University Counseling Center counselor Laura Schulenberg said that the counseling center in Lester Hall offers therapy and welcomes anyone who wants counseling.
“We offer individual therapy to any student who’s enrolled at the university, undergraduate or graduate,” Schulenberg said. “We also have a variety of groups that we have each week.”
University Police Department Captain Jesse Richards was also at the event and said that UPD supports Take Back the Night.
“(Take Back the Night) brings about awareness to the problem of sexual assault,” Richards said. “This event is not just here, it’s nationwide, and so the awareness has been great, not just this year, but the years in the past as well.”
Bachelor of Social Work Program Director Desiree Stepteau-Watson delivered the keynote address and talked about the idea that rape culture begins as early as childhood.

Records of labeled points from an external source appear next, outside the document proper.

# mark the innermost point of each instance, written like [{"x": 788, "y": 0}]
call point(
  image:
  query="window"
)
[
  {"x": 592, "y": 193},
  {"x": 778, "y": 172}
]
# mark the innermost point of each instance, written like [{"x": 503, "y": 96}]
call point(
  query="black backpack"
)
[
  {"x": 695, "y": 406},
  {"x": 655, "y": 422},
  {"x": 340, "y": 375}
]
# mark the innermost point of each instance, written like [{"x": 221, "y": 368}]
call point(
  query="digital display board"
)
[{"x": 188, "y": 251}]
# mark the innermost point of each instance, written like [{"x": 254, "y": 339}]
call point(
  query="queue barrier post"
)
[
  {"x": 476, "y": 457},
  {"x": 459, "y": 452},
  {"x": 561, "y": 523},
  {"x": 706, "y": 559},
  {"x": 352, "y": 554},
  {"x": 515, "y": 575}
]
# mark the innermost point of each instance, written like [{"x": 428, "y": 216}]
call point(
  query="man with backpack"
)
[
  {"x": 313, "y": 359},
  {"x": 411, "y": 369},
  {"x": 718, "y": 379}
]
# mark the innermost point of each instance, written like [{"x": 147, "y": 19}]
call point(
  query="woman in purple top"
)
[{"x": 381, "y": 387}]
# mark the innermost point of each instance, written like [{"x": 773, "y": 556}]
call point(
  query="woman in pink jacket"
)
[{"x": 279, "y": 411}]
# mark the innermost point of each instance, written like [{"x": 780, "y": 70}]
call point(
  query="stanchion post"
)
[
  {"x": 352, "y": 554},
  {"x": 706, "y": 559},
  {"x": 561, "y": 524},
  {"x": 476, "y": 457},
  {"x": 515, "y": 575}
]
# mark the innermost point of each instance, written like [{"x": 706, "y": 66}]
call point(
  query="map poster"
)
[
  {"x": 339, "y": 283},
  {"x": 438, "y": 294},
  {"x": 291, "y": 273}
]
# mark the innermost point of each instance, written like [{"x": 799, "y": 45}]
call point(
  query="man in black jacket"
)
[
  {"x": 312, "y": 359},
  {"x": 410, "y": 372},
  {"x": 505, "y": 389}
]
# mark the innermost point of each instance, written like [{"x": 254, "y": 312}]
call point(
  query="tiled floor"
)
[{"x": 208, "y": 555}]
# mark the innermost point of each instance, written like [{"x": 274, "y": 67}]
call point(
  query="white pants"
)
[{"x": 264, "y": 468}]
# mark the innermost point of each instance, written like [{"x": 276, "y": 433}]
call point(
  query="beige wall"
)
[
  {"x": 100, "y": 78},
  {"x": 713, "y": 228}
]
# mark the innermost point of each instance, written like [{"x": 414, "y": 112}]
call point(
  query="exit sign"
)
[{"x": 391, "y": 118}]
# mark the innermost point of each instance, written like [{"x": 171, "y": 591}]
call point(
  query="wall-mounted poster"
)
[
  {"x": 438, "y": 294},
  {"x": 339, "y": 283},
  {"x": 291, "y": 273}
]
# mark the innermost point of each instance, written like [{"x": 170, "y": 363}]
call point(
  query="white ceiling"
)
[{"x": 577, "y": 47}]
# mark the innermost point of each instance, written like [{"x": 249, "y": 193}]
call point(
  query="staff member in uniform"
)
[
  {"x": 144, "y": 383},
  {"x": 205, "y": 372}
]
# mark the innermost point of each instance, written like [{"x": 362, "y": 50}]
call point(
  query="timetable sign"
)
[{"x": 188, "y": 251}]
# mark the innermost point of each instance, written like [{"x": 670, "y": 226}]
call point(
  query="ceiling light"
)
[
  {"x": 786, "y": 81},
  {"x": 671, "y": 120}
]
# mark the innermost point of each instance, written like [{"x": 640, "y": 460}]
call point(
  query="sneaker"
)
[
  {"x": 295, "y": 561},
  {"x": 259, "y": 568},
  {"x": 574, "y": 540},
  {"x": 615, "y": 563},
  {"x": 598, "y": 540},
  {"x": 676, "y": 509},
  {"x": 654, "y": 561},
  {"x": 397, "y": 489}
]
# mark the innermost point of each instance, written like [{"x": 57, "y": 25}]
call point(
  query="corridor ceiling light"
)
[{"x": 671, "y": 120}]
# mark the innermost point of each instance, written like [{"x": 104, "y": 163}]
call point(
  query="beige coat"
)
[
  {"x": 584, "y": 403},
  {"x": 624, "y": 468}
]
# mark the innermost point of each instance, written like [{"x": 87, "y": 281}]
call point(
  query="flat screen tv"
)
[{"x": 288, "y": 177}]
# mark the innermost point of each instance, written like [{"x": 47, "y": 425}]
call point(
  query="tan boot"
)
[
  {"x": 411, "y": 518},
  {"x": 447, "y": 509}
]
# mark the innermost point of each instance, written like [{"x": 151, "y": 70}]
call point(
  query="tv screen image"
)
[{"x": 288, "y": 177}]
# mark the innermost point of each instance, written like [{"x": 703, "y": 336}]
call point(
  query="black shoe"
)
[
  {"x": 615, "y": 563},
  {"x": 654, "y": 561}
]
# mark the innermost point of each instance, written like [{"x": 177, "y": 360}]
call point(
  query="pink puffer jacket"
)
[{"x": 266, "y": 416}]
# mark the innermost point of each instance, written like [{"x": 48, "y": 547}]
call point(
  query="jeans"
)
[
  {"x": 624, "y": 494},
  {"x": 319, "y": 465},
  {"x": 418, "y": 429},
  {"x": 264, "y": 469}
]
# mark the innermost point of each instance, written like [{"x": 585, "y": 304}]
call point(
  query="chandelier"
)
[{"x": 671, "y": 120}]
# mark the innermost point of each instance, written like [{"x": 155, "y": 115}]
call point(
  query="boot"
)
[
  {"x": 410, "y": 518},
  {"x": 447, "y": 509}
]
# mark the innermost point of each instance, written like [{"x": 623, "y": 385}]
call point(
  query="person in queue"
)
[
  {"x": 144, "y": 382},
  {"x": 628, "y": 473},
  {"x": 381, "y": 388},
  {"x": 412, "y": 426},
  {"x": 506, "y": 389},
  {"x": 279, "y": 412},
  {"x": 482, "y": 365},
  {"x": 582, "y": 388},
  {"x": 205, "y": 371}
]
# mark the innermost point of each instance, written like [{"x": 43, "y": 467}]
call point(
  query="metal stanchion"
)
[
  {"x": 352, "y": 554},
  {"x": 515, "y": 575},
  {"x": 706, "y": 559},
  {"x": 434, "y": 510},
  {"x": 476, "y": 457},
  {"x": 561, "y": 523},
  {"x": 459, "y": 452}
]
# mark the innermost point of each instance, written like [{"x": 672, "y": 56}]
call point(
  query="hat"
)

“Girls are taught to sit with their legs closed, to cross their legs,” Stepteau-Watson said. “High school dress codes reinforced these ideas. Girls can’t wear leggings in many high schools. They can’t wear tops with their shoulders exposed, as if boys can’t handle seeing shoulders.”
Junior Chinese and international studies major Gabe Menchaca went to Take Back the Night with members of the military branch of ROTC, of which he is a member. Menchaca said he thinks sexual violence is a large issue for both genders, but he feels that women are able to express their emotions more openly about it.
“Some (sexual assault survivors) are male, and these male victims, I feel like, personally, it’s harder for them to speak on it for some reason,” Menchaca said. “I feel like you have to hold it down. As a guy, you’re supposed to hold your emotions in and not really speak on it as much.”
RASA President Colleen Fay said Take Back the Night is an event that brings people on the Ole Miss campus and the Oxford community together to raise awareness about sexual violence and positively impact campus.
“I’ve been on the campus since fall of 2016, and I feel like I’ve seen a change on the campus environment surrounding this issue, and the conversations and education around it has increased,” Fay said.
Title IX Coordinator Honey Ussery said the Title IX office on campus is a resource for all students.
“I know that we get a lot of bad publicity, but we’re actually here for you—we’re here for all of our students,” Ussery said. “We want them to know that they have the option to come to us.”
Berryhill said she thinks society still believes that sexual assault is a taboo subject.
“I think that encouraging people to speak up and let others know that (sexual assault is) not okay is a message that needs to be clear,” Berryhill said.
Fay said that she feels that the climate and conversation about sexual violence and assault is shifting in a negative direction, but she believes that RASA and other organizations are working hard to change that.
“We still have a lot of work to do, but I think we’re moving in the right direction,” Fay said.